What is going to be the next PE?

With people like Steven Schwarzman at Blackstone or Henry Kravis at KRR, it seems clear that these individuals were incredible visionaries who developed a massively profitable investment vehicle that has spawned new industries and changed financial markets forever. To this day, PE funds continue to raise larger and larger funds and kids on WSO consider it to be the pinnacle of finance. It seems that everyone wants to get exposure to PE from both an LP and GP perspective. 

But it makes me wonder, what are going to be the industries in finance that kids will be clamoring over on this forum in 10 years. It seems that once upon a time it used to be trading/HF's (Liar's Poker) and people like George Soros, Julian Robertson, or Ken Griffin were the people everyone wanted to be like. Investing in public markets was cool and everyone wanted in. Today it seems that PE has filled that role and it seems unlikely to change any time soon. 

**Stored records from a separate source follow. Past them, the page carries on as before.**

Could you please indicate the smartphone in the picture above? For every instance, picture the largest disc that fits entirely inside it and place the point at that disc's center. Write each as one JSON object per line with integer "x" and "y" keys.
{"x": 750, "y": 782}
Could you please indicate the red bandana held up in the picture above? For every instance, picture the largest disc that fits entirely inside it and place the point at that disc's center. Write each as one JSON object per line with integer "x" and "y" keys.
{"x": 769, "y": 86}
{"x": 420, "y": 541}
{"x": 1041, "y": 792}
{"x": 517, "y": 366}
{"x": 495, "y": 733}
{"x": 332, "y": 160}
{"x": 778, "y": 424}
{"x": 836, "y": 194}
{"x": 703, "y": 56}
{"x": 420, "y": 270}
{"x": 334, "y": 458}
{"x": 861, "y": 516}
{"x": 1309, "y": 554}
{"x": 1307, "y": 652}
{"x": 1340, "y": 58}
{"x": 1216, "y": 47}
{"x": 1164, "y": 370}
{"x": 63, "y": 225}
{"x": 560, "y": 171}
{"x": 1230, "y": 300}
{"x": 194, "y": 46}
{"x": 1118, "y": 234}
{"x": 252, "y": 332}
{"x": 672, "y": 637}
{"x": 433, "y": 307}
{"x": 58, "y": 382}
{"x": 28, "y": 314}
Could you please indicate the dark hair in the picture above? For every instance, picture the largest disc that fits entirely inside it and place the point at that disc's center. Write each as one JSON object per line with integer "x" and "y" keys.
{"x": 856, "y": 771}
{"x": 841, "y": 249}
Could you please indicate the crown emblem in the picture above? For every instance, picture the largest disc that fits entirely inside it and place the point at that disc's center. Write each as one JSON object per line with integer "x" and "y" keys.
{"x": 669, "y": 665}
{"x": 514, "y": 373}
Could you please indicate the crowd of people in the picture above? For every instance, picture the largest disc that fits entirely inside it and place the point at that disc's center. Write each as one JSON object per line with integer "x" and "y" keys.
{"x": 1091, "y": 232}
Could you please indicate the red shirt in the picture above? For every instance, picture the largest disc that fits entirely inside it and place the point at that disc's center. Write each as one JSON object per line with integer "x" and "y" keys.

But that said, I'd love to know if people think that PE will continue to reign supreme in the long run or if something new is on the horizon. What do you guys think is going to be the thing that creates the type of Rubenstein's, Leon Black's, or Robert Smith's that we idolize today.

 

Idk if there will be another relatively accessible asset class like PE. The big ones that come up will probably be more niche and require additional professional training / degrees. One that comes to mind for me is litigation finance.

“When you pull on that jersey, the name on the front is a hell of a lot more important than the name on the back"
 

That's what I'm guessing. P3 market in the US isn't as developed as other countries, wondering if that could change in the future. For what it's worth, the Purple Line light rail just outside DC is a P3 and it looks like a judge ordered them to halt construction.

Quant (ˈkwänt) n: An expert, someone who knows more and more about less and less until they know everything about nothing.
 

What do you think has been the biggest hold up for infra so far? You could make the argument that the infrastructure of the US has been poor for a while now and despite the fact that everyone talks about it and we have an "infrastructure week" on Capitol Hill every year, few things seem to change on that front. Just wondering what the catalyst would be.  

 

I interviewed at a new place that closed their first coliving deal last year. Did not get the job, but I think I got the last laugh.

Quant (ˈkwänt) n: An expert, someone who knows more and more about less and less until they know everything about nothing.
 

SPACs. There's SPAC mania right now, for good reason. Did you know that there are currently 50% less public companies than there were in the year 2000? SPACs let the retail investor participate at the institutional investor ground floor -- at equivalent IPO pricing. You don't have to wait for the issuance's first trade to open 80% up on the first day before having a chance to place a bid. They are incredibly lucrative for the SPAC sponsor, potentially very lucrative for retail investors, and the companies themselves benefit through a shorter pathway to the public market.

 

I'm interested in learning more about this. Is it really a hot area or already saturated? Any potential good trades?

 

Do direct listings go hand in hand with this big yo a lesser degree? Palantir today will be like that, Spotify notably did in the past.

Quant (ˈkwänt) n: An expert, someone who knows more and more about less and less until they know everything about nothing.
 

I think SPACs need a good deal of re-working from their current form to become a more viable long-term investment vehicle, although there are some steps in the right direction with modified structures like what Ackman is doing. They're great for the sponsor because you make a killing just by doing a deal regardless of its merits, but it creates some pretty glaring conflicts of interest that ultimately end up hurting those participating retail investors (the median completed SPAC deal has actually lost money for investors). I get the sense that the barriers to entry are pretty limited as well so there's a lot of people that have never done this before and would have no business running a PE fund for example, but are out there setting up SPACs

 

I’m thinking some form of democratized access to investing in alternative assets at scale. I’m surprised it hasn’t started already , but it is complicated.

Some form of cap raising through crowdfunding or whatever, or banks offering that product to regular people and taking a cut like a FoF would- THAT would be smart (they prolly do it already for HNW clients but still)

 

I read an article on Bisnow, I think last year, how some hotel/office building in the UK was sold, and shares in the building were sold, like a reit but for individual buildings.

Quant (ˈkwänt) n: An expert, someone who knows more and more about less and less until they know everything about nothing.